Fluorescein-guided resection of brain arteriovenous malformations: A short series.

Fluorescein-guided resection of brain arteriovenous malformations: A short series.

J Clin Neurosci. 2018 Mar 17;:

Authors: Bretonnier M, Henaux PL, Morandi X, Le Reste PJ

Abstract
Brain arteriovenous malformations (AVM) are complex and highly challenging lesions, for which intra-operative indocyanin green fluorescence video angiography is widely used. Fluorescein video angiography (FVA) recently appeared as an alternative technique but the feasibility and usefulness of this technique is yet uncertain. This short series reports our preliminary experience of FVA in intracranial AVM surgery. We retrospectively studied the cases of seven patients who had FVA for an AVM surgery. The primary objective of this study was to assess the utility of FVA as judged by the surgeon. Secondary objectives were the evaluation of the tolerance of bolus injection of fluorescein in the context of cranial surgery, the comparison with ICG and the rate of complete removal.
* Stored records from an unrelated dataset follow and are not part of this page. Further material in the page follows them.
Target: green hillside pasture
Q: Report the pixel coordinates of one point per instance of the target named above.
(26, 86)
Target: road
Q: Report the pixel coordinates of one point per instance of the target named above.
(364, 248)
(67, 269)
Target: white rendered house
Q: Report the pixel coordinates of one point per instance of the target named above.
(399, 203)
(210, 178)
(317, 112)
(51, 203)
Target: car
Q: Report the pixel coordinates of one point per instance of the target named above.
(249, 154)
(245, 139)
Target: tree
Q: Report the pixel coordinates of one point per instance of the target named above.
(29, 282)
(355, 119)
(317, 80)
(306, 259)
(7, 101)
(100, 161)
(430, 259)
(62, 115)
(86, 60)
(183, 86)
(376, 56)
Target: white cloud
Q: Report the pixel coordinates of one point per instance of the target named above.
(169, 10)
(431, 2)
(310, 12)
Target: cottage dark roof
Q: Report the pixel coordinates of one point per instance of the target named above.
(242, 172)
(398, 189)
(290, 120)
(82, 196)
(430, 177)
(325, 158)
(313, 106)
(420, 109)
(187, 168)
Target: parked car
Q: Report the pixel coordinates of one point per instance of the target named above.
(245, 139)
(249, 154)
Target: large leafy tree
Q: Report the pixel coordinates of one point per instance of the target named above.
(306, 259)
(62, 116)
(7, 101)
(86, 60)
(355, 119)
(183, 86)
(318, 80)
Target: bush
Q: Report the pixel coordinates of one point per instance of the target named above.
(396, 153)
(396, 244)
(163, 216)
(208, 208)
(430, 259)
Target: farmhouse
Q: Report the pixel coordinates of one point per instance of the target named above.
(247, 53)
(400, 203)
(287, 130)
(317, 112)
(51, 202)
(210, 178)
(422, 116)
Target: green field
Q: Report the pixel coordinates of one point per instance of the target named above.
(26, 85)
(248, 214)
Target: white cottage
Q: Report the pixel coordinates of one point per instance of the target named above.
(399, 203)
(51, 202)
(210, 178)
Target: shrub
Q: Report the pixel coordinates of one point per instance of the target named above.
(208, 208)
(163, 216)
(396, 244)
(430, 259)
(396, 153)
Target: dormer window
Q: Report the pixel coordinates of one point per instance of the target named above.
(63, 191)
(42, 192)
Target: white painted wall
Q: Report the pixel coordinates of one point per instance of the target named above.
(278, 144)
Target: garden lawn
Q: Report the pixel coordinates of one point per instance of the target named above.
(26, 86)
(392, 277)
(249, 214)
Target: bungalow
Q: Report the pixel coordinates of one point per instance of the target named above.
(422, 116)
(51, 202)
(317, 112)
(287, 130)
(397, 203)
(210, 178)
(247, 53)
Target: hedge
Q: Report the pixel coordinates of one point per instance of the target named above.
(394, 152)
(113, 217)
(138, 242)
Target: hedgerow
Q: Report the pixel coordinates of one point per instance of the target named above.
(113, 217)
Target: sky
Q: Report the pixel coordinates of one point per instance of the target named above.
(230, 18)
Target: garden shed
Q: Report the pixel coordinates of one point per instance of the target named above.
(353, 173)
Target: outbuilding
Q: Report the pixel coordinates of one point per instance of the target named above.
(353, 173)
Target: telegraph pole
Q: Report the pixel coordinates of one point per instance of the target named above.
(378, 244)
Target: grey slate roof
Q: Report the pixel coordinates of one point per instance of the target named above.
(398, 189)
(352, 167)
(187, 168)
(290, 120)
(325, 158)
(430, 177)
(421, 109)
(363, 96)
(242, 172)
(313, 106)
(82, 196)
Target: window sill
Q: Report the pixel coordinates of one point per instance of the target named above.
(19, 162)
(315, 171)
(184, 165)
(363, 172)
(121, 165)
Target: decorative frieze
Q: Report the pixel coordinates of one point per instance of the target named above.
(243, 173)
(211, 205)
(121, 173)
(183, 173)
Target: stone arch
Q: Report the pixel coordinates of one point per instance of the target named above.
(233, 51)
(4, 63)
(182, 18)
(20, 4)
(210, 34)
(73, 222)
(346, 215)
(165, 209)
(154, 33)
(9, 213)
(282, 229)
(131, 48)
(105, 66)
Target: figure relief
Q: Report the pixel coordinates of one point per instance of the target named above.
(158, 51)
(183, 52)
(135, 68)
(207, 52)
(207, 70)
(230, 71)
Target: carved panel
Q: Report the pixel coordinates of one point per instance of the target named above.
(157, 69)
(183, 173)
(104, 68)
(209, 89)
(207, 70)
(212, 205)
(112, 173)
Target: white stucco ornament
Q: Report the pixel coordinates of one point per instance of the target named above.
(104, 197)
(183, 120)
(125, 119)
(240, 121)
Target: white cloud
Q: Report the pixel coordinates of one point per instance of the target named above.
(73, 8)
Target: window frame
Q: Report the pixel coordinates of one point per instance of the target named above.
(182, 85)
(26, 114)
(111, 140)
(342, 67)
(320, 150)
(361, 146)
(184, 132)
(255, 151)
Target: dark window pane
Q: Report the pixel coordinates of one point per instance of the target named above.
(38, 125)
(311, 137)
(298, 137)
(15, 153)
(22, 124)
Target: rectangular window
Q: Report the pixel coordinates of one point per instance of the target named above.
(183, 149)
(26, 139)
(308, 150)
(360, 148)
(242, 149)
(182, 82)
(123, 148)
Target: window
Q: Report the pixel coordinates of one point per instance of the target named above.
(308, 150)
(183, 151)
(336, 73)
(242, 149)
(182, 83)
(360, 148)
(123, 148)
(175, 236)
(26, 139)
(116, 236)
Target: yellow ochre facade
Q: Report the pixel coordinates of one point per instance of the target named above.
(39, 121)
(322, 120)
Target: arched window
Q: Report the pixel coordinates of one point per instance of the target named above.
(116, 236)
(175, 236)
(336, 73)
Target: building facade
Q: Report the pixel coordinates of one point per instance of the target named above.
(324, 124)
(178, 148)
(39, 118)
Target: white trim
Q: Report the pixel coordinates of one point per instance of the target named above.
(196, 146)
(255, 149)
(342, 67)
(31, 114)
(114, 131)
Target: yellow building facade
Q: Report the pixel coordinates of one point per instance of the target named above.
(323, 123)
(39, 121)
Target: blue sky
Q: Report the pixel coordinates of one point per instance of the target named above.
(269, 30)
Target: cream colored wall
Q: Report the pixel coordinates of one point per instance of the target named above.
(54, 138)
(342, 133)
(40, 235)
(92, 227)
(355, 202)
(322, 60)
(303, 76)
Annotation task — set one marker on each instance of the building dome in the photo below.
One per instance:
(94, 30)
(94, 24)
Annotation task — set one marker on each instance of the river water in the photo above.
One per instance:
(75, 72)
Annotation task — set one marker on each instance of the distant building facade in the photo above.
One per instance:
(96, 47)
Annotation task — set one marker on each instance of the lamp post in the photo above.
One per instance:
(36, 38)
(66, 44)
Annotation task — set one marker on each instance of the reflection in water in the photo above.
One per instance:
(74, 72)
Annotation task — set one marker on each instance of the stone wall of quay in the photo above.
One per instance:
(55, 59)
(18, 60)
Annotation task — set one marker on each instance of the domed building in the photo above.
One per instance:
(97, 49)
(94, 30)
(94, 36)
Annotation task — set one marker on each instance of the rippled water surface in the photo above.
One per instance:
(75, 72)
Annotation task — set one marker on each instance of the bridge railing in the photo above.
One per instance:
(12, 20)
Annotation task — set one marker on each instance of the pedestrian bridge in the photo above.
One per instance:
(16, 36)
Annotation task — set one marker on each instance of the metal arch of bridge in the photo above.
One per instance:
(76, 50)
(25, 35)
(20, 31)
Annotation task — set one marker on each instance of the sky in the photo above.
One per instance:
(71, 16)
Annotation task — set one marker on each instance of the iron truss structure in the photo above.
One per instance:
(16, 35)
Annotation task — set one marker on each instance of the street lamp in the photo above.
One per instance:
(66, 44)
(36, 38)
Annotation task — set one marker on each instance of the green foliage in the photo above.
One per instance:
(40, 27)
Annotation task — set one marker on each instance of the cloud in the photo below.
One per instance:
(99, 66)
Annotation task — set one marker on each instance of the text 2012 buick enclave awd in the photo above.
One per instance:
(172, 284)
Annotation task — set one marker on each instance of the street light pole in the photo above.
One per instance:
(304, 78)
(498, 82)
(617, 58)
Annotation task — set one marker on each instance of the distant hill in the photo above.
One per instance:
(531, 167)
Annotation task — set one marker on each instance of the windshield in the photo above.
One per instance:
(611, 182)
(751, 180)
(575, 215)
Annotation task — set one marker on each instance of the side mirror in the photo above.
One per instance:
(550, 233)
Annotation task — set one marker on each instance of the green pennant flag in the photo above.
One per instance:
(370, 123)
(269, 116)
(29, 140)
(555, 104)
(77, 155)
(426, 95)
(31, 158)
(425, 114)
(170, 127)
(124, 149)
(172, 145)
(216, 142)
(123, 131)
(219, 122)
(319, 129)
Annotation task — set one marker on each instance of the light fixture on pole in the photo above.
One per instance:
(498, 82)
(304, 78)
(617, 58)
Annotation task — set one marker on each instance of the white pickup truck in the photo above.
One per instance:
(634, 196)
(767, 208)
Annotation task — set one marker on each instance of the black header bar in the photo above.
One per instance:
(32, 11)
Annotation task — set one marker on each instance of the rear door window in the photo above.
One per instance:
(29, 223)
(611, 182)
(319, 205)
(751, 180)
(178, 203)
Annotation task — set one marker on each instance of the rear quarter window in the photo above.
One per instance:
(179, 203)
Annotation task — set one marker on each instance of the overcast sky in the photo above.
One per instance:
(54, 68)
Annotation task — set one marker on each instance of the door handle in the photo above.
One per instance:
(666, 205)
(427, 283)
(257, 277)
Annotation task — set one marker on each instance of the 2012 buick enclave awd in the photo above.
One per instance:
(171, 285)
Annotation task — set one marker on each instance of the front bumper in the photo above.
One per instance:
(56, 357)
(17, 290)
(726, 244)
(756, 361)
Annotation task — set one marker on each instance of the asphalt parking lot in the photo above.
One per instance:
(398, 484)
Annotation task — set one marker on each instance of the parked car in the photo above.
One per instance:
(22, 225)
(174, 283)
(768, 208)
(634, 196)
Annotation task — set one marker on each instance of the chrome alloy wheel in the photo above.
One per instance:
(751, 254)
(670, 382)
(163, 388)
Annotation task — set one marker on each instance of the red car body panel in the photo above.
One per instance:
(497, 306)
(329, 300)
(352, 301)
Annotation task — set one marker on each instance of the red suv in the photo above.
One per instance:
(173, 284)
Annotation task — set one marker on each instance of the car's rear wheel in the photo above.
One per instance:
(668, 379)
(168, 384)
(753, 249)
For each of the seven patients, FVA was performed after exposure of the AVM and before the resection; it was visualized directly through the eyepieces of the microscope and helped in the identification of arterial feeders and draining veins. In one case, post-resection FVA allowed the visualization of a residual shunt and the resection was completed. In two cases, ICG and FVA brought comparable information. The resection was complete in all cases, confirmed by post-operative imaging. There was no anaphylactic complication. This preliminary work suggests that FVA is a simple and well tolerated technique, comparable to ICG angiography. Prospective and larger studies are needed to confirm the clinical benefit of this tool.